= John Smedley (British Army officer) =

Brigadier John Edward Bruce Smedley (born 1946) is a former Private Secretary to the Earl and Countess of Wessex, who now serves as chairman of the International Golf Charity and International Golf for Youth.

==Life==
Educated at Felsted School, where he was a scholar becoming head boy, Smedley read Economics at the University of Reading before being commissioned into the Royal Tank Regiment as one of the first university cadetship officers. Throughout his regimental service he served with 3rd Royal Tank Regiment (the Armoured Farmers), mainly in Germany with tours in Northern Ireland and Cyprus.
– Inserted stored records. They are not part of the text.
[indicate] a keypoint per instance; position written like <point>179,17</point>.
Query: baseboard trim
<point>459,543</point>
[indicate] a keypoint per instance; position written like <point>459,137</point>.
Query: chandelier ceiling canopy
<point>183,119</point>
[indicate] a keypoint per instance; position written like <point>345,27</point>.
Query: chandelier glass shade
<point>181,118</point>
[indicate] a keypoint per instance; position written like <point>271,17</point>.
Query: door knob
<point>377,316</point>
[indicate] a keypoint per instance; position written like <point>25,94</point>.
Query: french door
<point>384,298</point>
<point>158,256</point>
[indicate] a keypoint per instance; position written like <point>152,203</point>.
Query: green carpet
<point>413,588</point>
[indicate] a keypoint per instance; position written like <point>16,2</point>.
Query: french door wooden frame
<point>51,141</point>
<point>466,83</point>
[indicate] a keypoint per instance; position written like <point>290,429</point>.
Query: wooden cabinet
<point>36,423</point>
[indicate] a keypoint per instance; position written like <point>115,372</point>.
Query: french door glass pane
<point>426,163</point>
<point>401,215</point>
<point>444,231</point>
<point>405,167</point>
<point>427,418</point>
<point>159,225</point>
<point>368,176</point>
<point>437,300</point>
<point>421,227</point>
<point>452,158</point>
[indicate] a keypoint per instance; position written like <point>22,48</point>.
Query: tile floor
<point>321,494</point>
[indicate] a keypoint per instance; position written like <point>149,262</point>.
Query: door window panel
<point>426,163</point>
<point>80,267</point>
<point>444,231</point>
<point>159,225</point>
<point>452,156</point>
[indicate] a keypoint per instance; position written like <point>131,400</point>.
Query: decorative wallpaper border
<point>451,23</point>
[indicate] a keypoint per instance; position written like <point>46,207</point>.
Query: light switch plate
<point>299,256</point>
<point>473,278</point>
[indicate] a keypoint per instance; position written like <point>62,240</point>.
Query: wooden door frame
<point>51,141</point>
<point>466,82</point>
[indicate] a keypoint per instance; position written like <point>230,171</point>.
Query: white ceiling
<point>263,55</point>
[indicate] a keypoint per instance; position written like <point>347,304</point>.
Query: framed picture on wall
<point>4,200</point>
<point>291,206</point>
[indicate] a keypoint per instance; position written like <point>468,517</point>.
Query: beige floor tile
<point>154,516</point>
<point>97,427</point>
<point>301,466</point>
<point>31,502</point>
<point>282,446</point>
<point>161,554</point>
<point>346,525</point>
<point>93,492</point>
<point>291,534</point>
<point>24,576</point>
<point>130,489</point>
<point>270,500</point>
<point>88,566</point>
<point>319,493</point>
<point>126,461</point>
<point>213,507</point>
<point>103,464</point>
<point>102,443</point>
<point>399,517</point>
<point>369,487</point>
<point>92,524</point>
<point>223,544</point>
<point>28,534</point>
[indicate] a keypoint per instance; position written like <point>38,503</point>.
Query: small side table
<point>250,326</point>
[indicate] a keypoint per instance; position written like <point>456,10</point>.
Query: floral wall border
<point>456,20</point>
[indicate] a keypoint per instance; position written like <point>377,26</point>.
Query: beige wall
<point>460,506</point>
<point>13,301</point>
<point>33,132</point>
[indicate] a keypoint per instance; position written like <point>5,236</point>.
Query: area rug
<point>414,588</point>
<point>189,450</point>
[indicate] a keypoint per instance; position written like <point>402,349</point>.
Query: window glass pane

He was ADC to Lieutenant General Sir Allan Taylor on staff tours in Hong Kong with the Gurkha Brigade and the Ministry of Defence. After attending the Joint Service Defence College at Greenwich he became Commander UNFICYP Support Regiment before returning to the Staff at HQ British Army of the Rhine (BAOR) as Chief G3 Training. On promotion to Colonel he became Assistant Chief of Staff G4 HQ BAOR for a year, then Commander Armoured Recce HQ ACE Rapid Reaction Corps (ARRC) for year and latterly the last Chief of Staff of the Army Staff College at Camberley. Promoted Brigadier he served as Deputy Commander HQ 1st (UK) Armoured Division in Germany.

Upon his retirement from the Army, Smedley was appointed Private Secretary to the Earl and Countess of Wessex serving from January 2002 until April 2014, and again from November 2018 until April 2019.

Admitted a Freeman of the Worshipful Company of Haberdashers (of which Prince Edward serves on the Court of Assistants), Smedley remains an Equerry to TRH the Duke and Duchess of Edinburgh. He also serves as Chairman of Chitterne Cricket Club, as well as of the International Golf Charity and International Golf for Youth Ltd.

Appointed Lieutenant of the Royal Victorian Order in the 2010 New Year Honours, he was promoted Commander of the Royal Victorian Order on 13 March 2014.

Smedley married Lavinia Lane in 1976, having two sons.